In summary, we have successfully demonstrated a strategy of developing novel ¹⁹F magnetic resonance sensitive small molecule PTP inhibitors for drug discovery and biomedical research through rational molecular design and symmetrical fluorination. Ortho-bis(trifluoromethyl)carbinol phenol is a valuable substitute for salicylic acid in PTP inhibitor discovery, which successfully integrates the PTP binding ability and high ¹⁹F NMR signal generating ability. As fluorinated drugs are booming in pharmaceutical industry, it is of great importance to utilize their inherent ¹⁹F magnetic resonance properties in target identification, pharmacology study, in vivo drug tracking, image/spectroscopy-guided drug therapy and beyond.
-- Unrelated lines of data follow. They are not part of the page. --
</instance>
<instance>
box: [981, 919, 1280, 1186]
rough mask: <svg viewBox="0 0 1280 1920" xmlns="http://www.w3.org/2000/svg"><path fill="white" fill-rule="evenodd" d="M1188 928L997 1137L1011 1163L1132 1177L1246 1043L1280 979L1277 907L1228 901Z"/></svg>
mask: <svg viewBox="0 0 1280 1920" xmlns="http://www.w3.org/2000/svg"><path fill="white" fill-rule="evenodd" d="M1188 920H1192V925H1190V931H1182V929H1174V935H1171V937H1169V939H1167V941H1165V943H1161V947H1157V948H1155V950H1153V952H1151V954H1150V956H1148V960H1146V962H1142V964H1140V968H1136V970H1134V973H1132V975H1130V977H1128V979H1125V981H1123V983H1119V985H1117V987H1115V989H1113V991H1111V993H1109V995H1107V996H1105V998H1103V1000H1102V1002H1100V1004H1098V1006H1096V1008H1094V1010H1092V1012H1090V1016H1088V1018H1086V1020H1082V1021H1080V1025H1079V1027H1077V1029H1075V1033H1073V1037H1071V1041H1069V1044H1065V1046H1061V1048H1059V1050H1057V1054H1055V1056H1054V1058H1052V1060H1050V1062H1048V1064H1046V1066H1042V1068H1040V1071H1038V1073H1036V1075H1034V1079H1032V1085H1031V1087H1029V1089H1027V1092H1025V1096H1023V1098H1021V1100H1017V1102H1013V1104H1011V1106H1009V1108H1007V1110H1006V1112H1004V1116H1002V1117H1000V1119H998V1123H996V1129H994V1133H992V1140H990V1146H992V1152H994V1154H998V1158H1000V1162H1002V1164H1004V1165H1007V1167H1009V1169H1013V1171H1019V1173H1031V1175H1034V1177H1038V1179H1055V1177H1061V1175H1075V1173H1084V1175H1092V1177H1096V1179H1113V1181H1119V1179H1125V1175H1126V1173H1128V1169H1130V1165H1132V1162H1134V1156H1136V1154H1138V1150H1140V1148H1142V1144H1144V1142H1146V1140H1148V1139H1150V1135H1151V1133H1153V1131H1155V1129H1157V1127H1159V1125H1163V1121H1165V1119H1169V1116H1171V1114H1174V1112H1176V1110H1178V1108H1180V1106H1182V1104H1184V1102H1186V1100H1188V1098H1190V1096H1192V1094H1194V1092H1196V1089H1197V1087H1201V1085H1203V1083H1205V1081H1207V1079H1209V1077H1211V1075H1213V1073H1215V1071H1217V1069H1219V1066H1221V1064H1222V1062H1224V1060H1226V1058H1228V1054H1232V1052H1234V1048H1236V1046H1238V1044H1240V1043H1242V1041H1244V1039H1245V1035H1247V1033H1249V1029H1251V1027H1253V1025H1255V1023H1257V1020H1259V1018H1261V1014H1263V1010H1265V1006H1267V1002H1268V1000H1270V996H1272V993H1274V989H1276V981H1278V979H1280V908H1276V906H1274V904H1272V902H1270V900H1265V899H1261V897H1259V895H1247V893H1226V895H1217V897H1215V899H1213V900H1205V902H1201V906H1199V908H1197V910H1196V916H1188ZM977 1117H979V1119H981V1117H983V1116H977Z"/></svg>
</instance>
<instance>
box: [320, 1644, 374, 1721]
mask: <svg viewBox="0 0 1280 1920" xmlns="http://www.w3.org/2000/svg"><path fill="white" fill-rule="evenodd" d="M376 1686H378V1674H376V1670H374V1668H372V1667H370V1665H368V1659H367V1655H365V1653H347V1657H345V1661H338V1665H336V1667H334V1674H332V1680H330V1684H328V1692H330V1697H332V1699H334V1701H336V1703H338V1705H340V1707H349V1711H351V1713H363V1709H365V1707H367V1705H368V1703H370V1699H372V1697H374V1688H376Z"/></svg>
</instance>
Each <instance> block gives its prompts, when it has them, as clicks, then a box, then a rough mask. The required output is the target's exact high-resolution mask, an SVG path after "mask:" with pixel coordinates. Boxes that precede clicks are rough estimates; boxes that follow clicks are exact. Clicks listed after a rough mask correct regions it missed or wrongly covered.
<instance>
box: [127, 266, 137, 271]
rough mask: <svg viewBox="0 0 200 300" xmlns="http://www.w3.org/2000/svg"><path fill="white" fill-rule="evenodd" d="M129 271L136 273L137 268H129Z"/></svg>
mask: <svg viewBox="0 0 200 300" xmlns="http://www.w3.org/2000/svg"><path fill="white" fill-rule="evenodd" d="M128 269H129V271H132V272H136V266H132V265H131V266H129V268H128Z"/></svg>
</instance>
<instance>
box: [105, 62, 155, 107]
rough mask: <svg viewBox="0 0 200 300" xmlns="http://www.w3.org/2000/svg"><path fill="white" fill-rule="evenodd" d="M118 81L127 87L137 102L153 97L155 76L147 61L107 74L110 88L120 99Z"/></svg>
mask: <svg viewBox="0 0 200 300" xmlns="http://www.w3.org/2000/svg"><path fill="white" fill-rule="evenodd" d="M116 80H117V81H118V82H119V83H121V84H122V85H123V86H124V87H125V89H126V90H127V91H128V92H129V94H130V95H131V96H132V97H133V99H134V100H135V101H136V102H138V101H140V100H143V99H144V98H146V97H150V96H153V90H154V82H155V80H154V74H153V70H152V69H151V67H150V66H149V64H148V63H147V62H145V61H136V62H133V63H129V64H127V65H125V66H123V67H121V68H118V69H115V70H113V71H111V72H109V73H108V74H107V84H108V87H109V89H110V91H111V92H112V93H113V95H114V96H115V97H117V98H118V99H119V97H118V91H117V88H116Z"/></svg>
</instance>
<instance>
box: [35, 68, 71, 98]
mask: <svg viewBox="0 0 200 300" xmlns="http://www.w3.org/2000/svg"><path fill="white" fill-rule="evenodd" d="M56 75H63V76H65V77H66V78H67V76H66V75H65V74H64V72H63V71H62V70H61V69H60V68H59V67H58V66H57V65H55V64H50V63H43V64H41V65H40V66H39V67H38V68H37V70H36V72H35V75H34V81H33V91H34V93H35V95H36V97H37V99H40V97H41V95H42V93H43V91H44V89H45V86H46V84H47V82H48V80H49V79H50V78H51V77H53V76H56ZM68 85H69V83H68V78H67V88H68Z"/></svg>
Finally, we want to point out that both ¹⁹F NMR and ¹⁹F MRI are valuable modalities for biomedical research. ¹⁹F MRI provides high-contrast images at ¹⁹F concentrations of mM and above, while ¹⁹F NMR provides sensitive spectroscopies even at sub-µM ¹⁹F concentrations. Improving the PTP inhibition potency and selectivity, ¹⁹F MRI sensitivity of these inhibitors and their application in ¹⁹F magnetic resonance-guided PTP mechanism study are currently in progress and will be published in due course.